The growing importance of the Asian Infrastructure Investment Bank (AIIB) as it prepares for launch this year prompted calls for IMF governance structure reform at a meeting of G20 finance ministers and central bank governors in Washington on Apr. 17.
Foreign news outlets suggested the battle for leadership in the IMF poses a potential threat to its dollar-denominated currency system. –english.hani.co.kr
Many researchers are expecting market volatility and crisis by years’ end, thus the scheduled G20 November 15 – 16, 2015 Summit should be marked on your calendar. ~Ron
PDF file: Trapped in history – IMF and the US veto
“The Spring Meetings in the IMF and the World Bank start on 17 April 2015. Once again, member countries are compelled to discuss ways to overcome the longstanding gridlock in IMF governance reforms. Professor Robert Wade (LSE and DIIS) and Senior Researcher Jakob Vestergaard (DIIS) provide an up-to-date account of the increasingly desperate situation. Global economic governance is at risk, they argue, if long-overdue IMF governance reforms are not ratified. At the end of the day, it is the US veto that hinders these reforms, and the much-needed doubling of the Fund’s secure lending resources, from taking effect:
The IMF is desperately short of secure lending resources. The US Congress is blocking ratification of an agreement reached in 2010 by all member states that would almost double the Fund’s permanent or guaranteed lending resources. The US is the only country with the ability to veto major decisions.
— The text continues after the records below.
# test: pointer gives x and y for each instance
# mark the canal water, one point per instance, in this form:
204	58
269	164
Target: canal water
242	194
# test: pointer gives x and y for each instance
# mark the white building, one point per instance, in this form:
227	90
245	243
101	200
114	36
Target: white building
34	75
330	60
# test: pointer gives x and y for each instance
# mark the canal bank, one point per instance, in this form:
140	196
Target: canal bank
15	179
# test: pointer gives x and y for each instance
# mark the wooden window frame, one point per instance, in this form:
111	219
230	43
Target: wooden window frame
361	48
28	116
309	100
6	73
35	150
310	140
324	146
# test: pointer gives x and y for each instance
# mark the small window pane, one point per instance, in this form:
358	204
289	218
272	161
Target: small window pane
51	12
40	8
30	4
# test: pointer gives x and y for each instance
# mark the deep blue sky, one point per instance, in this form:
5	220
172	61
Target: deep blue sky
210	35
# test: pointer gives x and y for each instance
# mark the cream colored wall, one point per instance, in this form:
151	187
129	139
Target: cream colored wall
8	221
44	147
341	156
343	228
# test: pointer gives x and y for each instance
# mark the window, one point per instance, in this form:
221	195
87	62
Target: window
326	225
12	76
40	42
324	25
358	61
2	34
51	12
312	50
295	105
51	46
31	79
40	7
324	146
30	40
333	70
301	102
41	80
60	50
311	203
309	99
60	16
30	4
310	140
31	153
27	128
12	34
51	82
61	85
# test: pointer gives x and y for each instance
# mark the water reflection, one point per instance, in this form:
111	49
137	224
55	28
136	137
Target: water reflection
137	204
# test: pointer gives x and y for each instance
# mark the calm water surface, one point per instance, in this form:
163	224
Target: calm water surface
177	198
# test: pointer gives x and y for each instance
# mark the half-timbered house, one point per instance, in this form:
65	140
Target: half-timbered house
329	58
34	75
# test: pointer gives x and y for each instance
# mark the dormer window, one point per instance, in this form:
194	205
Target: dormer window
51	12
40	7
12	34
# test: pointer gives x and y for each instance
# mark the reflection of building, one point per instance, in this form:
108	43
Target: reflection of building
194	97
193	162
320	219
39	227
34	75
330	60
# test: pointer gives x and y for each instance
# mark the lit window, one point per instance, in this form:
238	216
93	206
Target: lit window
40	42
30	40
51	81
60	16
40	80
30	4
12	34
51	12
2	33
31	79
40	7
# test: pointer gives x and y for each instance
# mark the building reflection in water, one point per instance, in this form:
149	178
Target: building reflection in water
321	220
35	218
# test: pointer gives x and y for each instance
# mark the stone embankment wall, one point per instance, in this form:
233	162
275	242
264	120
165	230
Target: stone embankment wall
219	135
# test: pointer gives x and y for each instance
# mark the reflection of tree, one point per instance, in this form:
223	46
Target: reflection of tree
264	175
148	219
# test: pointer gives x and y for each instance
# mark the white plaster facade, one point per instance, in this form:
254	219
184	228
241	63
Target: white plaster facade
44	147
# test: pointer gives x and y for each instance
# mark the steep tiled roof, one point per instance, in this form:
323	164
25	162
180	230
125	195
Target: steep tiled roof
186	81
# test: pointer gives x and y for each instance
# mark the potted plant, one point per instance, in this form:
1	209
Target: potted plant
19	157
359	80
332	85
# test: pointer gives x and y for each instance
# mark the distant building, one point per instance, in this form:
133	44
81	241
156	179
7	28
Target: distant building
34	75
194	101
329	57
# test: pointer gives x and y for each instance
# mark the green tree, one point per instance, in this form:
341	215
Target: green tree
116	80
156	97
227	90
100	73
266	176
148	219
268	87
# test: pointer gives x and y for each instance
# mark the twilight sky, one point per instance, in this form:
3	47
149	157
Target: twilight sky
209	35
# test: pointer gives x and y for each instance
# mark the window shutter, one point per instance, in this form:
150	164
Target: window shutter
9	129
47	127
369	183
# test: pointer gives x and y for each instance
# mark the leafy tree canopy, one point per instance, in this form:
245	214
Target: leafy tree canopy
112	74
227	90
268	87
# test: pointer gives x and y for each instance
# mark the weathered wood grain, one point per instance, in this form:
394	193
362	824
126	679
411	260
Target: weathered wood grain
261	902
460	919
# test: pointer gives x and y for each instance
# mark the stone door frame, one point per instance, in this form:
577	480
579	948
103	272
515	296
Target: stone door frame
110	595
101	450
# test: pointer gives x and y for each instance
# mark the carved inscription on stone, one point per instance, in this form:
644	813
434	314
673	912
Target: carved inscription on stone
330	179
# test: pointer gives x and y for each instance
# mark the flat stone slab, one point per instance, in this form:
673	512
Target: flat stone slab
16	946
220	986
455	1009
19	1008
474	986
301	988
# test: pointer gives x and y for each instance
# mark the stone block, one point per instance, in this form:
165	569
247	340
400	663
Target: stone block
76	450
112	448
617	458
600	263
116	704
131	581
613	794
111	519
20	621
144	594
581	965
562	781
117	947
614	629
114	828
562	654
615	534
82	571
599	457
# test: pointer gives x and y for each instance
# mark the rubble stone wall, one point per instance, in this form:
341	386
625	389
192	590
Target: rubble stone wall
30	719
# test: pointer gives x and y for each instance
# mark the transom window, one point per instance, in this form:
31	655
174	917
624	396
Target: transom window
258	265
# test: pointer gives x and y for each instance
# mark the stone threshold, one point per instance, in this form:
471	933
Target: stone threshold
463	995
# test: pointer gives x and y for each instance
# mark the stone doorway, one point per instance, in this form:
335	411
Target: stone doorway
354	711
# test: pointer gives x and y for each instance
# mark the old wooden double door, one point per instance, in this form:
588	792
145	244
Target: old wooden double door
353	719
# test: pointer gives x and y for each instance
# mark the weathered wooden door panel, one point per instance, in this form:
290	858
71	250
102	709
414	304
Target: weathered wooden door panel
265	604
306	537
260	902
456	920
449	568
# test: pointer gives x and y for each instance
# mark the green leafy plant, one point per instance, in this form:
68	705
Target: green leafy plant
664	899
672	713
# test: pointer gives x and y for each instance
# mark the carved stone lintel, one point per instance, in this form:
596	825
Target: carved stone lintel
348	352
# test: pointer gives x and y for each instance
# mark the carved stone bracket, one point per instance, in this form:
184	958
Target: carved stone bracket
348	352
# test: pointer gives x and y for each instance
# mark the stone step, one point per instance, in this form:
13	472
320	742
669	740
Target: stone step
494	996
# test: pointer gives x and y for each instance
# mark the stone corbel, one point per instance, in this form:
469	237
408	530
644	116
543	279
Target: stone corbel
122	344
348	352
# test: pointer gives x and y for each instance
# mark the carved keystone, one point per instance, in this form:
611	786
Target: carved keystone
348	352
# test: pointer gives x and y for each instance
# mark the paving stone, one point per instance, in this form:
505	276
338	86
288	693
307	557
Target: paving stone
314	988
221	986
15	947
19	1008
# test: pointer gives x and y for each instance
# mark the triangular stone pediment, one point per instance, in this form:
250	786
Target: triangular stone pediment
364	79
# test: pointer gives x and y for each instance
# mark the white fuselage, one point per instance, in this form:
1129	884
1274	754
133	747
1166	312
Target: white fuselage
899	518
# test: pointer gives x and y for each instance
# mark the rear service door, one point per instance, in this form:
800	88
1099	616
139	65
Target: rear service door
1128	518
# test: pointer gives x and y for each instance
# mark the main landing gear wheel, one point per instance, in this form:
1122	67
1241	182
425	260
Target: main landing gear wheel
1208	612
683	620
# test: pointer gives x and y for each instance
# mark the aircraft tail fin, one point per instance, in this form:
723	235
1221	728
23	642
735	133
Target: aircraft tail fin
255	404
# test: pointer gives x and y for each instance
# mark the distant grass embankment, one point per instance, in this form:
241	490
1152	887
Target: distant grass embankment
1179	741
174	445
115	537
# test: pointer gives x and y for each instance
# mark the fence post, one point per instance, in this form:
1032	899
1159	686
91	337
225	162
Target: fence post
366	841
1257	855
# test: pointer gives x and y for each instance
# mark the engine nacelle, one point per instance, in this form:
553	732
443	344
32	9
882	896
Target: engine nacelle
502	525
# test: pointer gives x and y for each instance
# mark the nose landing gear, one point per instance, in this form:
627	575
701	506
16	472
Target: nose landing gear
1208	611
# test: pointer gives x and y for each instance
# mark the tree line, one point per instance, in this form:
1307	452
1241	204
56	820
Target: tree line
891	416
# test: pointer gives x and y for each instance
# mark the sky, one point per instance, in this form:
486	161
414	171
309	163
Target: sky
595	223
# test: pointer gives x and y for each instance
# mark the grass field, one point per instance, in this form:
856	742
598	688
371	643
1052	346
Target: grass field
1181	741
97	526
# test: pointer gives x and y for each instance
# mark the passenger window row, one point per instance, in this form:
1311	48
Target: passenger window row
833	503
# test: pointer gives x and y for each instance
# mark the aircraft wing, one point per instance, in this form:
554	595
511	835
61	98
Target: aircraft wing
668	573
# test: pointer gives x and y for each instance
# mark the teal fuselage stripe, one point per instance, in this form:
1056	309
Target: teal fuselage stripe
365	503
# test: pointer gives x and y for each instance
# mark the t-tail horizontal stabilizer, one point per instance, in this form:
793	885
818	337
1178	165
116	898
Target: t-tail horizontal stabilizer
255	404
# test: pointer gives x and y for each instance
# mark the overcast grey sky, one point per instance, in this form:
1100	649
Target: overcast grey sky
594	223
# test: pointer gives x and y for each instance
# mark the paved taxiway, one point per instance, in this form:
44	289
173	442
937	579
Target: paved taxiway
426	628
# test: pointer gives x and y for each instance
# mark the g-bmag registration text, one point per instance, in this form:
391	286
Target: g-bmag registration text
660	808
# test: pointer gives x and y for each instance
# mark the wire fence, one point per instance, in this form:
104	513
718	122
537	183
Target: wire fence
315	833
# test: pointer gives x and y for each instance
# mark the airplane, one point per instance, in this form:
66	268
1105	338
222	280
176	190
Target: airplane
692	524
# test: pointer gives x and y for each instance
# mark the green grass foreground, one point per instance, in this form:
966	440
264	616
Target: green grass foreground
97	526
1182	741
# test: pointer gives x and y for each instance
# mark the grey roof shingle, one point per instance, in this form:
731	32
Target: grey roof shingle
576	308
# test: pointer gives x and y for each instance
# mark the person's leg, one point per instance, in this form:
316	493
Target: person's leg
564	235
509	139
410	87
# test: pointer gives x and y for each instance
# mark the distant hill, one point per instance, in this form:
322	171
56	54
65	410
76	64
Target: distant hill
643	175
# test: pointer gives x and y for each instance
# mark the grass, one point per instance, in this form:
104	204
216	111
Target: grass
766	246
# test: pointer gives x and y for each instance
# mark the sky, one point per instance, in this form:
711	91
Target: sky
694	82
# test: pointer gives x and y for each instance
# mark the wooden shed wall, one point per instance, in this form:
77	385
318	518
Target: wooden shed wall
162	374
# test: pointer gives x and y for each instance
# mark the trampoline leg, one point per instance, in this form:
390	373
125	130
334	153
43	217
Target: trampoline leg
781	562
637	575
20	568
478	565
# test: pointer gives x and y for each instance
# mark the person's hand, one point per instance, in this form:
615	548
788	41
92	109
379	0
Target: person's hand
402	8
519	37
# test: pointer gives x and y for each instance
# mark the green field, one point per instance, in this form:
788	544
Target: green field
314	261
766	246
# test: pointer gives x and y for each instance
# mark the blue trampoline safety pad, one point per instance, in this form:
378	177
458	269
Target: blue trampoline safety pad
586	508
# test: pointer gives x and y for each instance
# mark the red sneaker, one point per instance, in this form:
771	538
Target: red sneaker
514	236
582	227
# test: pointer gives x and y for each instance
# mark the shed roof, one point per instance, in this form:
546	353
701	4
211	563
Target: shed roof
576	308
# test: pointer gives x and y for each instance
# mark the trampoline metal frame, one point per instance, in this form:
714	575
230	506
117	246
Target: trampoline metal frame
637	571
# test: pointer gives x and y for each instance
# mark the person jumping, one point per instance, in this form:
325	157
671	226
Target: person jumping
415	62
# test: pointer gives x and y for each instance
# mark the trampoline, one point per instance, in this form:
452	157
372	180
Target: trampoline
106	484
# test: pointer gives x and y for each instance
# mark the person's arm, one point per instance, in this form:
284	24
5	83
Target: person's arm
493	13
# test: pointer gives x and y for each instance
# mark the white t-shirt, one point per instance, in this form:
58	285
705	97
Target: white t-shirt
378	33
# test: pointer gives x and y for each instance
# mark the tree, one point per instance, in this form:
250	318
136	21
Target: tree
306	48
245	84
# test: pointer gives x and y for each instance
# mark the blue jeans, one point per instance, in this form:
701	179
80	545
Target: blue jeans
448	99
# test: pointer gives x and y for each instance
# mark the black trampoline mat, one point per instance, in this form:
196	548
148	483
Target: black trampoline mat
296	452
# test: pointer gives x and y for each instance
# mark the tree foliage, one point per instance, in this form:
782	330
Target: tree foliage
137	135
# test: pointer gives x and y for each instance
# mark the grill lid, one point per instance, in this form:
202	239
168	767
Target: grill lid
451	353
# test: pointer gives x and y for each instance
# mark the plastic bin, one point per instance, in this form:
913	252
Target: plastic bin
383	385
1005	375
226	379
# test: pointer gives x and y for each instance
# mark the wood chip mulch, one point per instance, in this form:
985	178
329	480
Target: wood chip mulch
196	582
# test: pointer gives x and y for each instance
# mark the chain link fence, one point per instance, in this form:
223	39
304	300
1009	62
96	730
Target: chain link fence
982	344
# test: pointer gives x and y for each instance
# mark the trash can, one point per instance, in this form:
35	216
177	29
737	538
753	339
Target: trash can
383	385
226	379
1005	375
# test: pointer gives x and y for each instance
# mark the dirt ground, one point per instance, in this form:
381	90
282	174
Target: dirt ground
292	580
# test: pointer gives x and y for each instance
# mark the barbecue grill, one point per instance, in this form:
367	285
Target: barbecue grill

The Fund is currently relying on the good will of countries to increase its fire-power in an ad hoc way. This is not a solid foundation for the world’s main lender of last resort to governments.” –diis.dk
G20 discusses plans to sidestep U.S. on IMF reforms -Reuters
“The Group of 20 leading economies on Friday discussed ways to raise emerging countries’ voting rights at the IMF as part of an effort to move past U.S. foot-dragging on reforms to the institution, but they failed to reach an agreement.
The IMF’s member countries agreed in 2010 to give more voting power to countries like China and India, double the Fund’s resources, and reduce the dominance of Western Europe on its 24-member board.
But the Obama administration, which supports the reforms, has been unable to persuade the U.S. Congress to pass funding changes necessary for the agreement. The United States can block the IMF reforms because it holds a controlling share of votes.”